USC Price School of Public Policy

Alumni Spotlight: Timothy J. Collins

Tim Collins

Healthy Concern

by Phoebe Smith
from SPPD Community Connections, Winter 2005

Tim Collins learned a great deal about being a first-responder when he was just a teenager out of high school. As a lifeguard in Laguna Beach, he served on the frontlines of clinical care, rescuing beleaguered swimmers.

The summer job was his introduction to the healthcare industry.

“As a lifeguard, you’re the first responder and the first person to provide any kind of treatment,” he says. “But then I thought about the setting beyond, where people received more comprehensive care.”

At summer’s end, Collins was enrolled at USC and eventually earned a bachelor’s degree in business. To pursue his interests in both business and healthcare, he left a management training program at Pioneer Electronics and began work at SCAN Healthcare. After working in the healthcare industry for a period, he returned to USC to earn a master’s degree in health administration.

“I wanted to blend both business and the delivery of healthcare services,” says Collins.

Fortified with an SPPD education, Collins went to work for KPMG and later for Ernst & Young. In April 2003, he joined Providence Health System, a not-for-profit health organization, as regional executive director for supply chain management. In this capacity, he also serves as regional integrity officer and oversees compliance with the 2002 Sarbanes-Oxley Act.

Collins’s commitment to healthcare reaches beyond the boardroom and into the classroom. As a member of SPPD’s MHA advisory board and an adjunct faculty member, he has taught several courses in healthcare finance over the past three years-the same courses in which he was a student just a few years ago.

Of all his teaching activities, he says he especially enjoys leading students through case study and group projects. For these projects, students work one-on-one with industry practitioners, most of whom are healthcare executives. Each student then presents his or her work to a board that comprises all of these industry practitioners, who in turn provide students with invaluable feedback.

“These projects are important because they give students exposure at the executive level to healthcare’s biggest issues,” says Collins. “Students also learn how to present in front of peers and in front of executives.”

Collins believes that it is SPPD’s emphasis on the management aspects of healthcare that will give its new Executive MHA program the edge over similar programs.

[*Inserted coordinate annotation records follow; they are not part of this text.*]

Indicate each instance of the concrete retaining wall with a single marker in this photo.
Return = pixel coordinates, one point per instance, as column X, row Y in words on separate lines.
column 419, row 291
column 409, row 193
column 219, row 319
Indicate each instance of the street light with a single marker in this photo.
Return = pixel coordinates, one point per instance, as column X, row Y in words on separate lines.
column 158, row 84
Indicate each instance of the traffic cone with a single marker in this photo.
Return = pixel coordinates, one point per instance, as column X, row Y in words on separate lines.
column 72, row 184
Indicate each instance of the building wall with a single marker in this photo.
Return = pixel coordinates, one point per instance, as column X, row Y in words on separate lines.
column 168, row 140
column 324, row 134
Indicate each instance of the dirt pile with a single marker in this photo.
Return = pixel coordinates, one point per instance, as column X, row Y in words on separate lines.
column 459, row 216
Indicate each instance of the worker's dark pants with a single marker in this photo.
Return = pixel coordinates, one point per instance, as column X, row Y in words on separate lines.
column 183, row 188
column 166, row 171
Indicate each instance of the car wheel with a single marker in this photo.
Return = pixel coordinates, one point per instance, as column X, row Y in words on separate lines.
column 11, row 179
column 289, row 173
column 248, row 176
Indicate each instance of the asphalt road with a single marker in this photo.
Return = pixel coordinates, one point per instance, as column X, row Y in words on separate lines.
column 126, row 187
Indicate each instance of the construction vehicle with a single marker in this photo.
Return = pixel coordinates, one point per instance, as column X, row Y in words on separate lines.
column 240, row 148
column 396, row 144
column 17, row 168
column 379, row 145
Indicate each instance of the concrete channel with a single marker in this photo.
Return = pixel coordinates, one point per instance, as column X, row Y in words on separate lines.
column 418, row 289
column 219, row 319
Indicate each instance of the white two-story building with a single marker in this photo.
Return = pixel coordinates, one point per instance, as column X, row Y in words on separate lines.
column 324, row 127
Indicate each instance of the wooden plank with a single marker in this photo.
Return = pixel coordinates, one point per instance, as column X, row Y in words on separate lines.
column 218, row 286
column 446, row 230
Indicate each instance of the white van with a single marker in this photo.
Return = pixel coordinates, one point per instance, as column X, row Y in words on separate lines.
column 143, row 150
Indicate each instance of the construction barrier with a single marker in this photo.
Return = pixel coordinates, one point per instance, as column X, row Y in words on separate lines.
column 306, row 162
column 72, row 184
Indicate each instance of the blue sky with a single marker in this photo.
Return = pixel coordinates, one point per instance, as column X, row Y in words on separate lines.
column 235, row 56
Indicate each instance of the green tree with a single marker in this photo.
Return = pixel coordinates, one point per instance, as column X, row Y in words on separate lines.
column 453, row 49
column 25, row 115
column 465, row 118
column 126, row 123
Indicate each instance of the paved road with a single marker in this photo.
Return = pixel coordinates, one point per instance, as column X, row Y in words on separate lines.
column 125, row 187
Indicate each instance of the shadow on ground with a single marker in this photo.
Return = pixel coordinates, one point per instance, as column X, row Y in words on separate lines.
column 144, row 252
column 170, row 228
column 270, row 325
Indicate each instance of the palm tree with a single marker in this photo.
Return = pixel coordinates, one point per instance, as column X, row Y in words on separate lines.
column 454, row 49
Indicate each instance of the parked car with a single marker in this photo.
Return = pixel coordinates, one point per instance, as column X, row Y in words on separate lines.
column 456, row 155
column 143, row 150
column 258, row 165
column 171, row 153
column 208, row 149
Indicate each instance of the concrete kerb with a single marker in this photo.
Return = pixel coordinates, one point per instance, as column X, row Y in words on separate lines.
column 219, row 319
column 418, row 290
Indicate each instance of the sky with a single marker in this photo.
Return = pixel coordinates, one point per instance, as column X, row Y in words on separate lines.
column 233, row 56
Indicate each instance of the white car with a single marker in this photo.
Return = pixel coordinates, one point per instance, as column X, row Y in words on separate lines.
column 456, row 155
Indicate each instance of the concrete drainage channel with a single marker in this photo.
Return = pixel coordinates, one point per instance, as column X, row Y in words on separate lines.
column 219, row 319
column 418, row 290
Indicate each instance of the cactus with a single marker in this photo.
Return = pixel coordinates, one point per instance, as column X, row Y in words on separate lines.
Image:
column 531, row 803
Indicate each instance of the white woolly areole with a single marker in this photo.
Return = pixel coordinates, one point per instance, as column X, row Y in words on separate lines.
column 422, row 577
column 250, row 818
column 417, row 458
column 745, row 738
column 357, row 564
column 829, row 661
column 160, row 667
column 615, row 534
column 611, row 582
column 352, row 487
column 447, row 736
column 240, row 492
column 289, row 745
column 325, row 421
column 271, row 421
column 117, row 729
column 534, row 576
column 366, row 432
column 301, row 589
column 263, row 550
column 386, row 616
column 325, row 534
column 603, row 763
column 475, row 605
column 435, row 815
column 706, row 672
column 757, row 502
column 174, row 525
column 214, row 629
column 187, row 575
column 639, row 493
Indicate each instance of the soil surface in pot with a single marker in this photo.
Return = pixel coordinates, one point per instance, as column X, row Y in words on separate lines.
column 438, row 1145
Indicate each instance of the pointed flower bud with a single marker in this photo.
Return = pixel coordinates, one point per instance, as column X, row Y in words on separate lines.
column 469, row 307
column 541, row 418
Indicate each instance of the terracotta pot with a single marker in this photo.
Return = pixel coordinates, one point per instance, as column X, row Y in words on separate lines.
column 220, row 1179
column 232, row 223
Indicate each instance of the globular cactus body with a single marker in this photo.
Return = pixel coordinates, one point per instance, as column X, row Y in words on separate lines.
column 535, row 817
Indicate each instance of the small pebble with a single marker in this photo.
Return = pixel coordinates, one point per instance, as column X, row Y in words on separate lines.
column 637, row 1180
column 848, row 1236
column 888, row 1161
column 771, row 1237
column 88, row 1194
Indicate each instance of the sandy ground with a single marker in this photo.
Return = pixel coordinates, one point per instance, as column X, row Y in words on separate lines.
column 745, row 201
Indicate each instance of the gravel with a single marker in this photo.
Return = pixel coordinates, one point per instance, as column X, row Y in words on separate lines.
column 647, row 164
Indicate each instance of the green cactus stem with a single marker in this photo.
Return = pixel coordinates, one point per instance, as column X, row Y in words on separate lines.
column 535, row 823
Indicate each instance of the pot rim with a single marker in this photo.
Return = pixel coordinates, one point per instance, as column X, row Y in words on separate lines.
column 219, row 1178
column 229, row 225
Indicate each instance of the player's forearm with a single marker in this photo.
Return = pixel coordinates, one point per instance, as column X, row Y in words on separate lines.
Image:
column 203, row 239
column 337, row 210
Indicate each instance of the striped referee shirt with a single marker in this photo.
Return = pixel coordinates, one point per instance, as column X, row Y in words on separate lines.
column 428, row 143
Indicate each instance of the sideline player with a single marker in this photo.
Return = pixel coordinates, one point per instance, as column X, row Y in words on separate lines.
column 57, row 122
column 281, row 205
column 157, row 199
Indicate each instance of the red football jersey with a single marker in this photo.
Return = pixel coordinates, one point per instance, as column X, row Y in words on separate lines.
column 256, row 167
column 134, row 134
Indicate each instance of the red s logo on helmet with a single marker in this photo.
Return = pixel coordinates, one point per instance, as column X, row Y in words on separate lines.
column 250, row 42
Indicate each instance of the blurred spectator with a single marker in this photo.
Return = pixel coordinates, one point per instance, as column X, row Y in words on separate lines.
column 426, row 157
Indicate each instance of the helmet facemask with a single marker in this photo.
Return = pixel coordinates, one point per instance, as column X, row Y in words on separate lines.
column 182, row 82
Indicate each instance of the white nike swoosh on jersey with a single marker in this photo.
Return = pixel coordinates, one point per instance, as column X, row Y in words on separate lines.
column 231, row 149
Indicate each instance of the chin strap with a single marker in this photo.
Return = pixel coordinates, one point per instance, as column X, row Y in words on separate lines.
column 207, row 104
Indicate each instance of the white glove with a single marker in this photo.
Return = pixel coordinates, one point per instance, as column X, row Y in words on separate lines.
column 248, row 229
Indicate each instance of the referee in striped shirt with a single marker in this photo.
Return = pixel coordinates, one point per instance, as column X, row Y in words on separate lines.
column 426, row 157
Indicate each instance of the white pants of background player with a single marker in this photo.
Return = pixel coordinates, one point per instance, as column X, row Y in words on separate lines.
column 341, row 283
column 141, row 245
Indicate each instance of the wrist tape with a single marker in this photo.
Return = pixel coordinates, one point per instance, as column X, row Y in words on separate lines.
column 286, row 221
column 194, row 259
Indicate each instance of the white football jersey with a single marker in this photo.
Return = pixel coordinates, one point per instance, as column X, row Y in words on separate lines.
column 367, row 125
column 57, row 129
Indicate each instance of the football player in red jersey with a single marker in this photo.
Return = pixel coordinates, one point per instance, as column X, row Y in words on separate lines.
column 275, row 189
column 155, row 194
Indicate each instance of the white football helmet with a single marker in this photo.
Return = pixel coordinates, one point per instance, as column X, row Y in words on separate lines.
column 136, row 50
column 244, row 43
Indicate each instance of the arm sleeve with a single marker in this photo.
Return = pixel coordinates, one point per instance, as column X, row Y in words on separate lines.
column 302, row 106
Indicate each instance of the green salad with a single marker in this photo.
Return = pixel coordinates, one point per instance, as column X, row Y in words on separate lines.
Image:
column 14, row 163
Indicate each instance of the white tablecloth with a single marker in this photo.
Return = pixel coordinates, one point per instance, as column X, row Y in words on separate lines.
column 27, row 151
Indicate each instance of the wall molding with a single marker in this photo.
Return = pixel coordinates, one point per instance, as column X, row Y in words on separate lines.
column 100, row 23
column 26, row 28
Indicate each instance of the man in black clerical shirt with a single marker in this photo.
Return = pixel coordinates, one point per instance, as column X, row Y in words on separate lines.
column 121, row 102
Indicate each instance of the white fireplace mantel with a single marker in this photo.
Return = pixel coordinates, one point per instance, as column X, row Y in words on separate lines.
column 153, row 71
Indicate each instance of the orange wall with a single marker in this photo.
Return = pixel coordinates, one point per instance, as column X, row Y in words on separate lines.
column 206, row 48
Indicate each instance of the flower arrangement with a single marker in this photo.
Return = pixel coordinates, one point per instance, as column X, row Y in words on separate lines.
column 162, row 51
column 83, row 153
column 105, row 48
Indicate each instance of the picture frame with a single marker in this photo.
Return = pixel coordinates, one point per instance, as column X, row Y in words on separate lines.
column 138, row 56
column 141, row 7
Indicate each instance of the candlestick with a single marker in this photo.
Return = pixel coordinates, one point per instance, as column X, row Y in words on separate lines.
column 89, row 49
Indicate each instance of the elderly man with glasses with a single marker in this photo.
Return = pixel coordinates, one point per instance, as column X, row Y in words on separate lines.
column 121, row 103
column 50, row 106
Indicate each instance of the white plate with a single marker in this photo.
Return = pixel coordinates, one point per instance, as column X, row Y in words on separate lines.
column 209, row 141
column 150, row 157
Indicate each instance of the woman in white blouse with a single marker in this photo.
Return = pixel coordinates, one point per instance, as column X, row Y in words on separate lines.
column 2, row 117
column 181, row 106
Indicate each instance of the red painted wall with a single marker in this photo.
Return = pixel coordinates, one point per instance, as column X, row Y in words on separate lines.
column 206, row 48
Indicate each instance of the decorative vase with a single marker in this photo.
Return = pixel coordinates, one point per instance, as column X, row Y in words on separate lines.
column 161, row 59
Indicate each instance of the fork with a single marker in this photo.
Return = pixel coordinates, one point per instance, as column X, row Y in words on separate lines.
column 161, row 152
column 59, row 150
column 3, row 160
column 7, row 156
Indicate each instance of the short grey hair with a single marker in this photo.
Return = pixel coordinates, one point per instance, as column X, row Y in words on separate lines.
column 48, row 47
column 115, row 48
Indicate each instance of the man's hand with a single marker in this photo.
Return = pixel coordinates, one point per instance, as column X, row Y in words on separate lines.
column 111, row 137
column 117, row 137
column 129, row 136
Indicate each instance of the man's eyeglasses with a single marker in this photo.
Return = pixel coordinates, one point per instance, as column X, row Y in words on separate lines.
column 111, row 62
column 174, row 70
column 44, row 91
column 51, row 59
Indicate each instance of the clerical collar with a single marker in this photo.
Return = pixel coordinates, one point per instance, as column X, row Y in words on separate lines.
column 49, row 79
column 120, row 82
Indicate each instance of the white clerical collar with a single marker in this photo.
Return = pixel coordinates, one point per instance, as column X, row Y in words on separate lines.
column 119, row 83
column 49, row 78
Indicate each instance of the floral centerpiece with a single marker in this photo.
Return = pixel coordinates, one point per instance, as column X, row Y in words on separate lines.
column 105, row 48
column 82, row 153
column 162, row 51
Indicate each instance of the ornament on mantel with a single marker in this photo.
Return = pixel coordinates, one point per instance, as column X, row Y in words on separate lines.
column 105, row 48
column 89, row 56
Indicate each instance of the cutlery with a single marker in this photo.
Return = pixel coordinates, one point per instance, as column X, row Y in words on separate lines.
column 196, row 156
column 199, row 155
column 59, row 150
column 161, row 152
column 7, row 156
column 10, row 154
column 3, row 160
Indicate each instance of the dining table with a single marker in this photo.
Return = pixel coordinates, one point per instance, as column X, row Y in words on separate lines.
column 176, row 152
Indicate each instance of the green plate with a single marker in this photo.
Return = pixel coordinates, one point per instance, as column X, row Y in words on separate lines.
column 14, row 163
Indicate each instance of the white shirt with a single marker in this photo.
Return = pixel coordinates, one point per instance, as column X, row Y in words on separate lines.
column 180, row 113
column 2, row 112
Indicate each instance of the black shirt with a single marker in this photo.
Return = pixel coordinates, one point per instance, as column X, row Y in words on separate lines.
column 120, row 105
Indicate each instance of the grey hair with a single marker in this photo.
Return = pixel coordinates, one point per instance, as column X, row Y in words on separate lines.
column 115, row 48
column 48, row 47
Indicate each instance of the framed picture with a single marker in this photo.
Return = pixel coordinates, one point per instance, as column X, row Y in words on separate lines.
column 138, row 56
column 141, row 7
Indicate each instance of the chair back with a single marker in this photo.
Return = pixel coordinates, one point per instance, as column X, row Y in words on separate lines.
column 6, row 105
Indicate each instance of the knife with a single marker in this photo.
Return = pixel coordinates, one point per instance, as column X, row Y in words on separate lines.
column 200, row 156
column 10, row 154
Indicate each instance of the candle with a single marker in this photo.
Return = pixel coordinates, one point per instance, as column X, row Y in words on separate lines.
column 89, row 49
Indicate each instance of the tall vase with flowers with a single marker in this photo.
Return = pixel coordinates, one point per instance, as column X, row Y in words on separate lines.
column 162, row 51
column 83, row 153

“The new Executive MHA builds on a comprehensive, management-focused healthcare administrative program versus one that is more epidemiology based,” he says. “It offers a combination of tailored electives and flexible intensives that are taught by subject-matter professionals, who also serve as contacts in the industry.”

Collins has found that working in healthcare management is personally gratifying as well. His current employer, Providence Health System, is a Catholic network that serves communities in four Western states.

“Working within Catholic healthcare is important to me,” he says. “The ministries that we cover work to ensure a safety net for the poor and vulnerable. Through Providence, I’m able to give back to the Catholic communities it serves.”

Collins also gives back to his alma mater as a member of the SPPD Alumni Association Board’s executive committee.

“I’m excited that the school is investing in an alumni association that is multidisciplinary and that integrates all of our programs,” he says. “The association builds upon the efforts of each program to stay connected to its alumni long after graduation.”

In addition to being an SPPD alumnus and teacher, Collins has a familial connection to the school. His father, Tom Collins, is an adjunct faculty member of the school and also a graduate of USC.

“I have never met a more well-rounded leader, nor one who is a better role model,” says Collins of his father.

“He is a teacher and a coach at heart, and always will be,” he says. “He’s a humble man who wants to be in the background while he watches others succeed. He is a leader in the true sense of the word.”

Qualities, it appears, that have manifested in the younger Collins as well.